I've kept a journal since I was 12 years old. I don't even know how many of those little books I have. There are dozens at my parent's house, as well as here in my home. I fill up a couple a year. I think the amount is fifty or sixty at the moment.
I love those diaries. I know people who really indeed wish to part with their past self and with that those old journals, but I do somehow consider my old self valuable, as well as the lessons her thoughts offer. Because, if I pick up one of those books, and start reading it, don't I find some wonderful and valuable about myself, things I have forgotten, something I would not have seen without this particular book? If knowing yourself is a journey, that lasts all your life, aren't all those notes precious traces of that passage, especially, when each piece contains at least one crystal clear, beautiful though? Of course we have limited time in this life, and I might not read all of them from cover to cover ever again - but who knows? Maybe, as an old lady I'd like to do that some time, and I'd have the time? How sad would I be, if then I'd notice I got rid of those books, that won't take any more space than a couple of boxes do.
Writing down on your diary, especially by hand, has been and still is for me, maintaining my mental health. I've read some news about studies that show that brain functions more effectively when you write with your hands instead of a keyboard.
The other place where I store up things are my archives. I have to admit I haven't touched all the papers I collected when studying in college, but I do think I might like to look at them some time. I've stored whole plays, and all kind of photocopies on different most interesting school subjects, and of course self-written notes after notes, bunch of written and drawn material. With art there is nothing boring or numbing about the most of the study materials. I've kept those chosen materials because I think that I might find something there. Like the books you believe you'll read again.

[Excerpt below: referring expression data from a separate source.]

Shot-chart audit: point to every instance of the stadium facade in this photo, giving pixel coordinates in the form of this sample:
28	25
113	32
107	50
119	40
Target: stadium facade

The concrete biggest burden I find with my paintings. From when I was studying I have several paintings that are rolled up, and over one meter long and wide, the largest at my parent's, at my home some of the not-so-important ones... and I really don't know what to do about those. Should I donate the less significant ones out through Facebook, for instance, put frames on the favorites and hang them up at home? Give some of them to friends and relatives? Standard A2 stuff I have in a couple of cool vintage suitcases, but what about those huge rolls... however the big scale artist might have stuff that fill up big rooms and storage spaces and somehow they manage to handle their archives. I'm not ready to depart with these works, at least not to throw them in the garbage. The thought of handing them out to friends and relatives does tickle me though. I'm letting that idea grow on me.
Then, there are photos and letters, I just got a new box from my parents and got stuck reading them for quite a while. So much love and affections from years ago, messages from friends I haven't seen in years, photos from my high school year as an exchange student, from middle school... so many memories, so many special and forgotten glimpses of my life story.
Does someone turn memories like this into digital form? And do they in this physical form take up so much space you can't keep them? Or are these the things you actually should keep?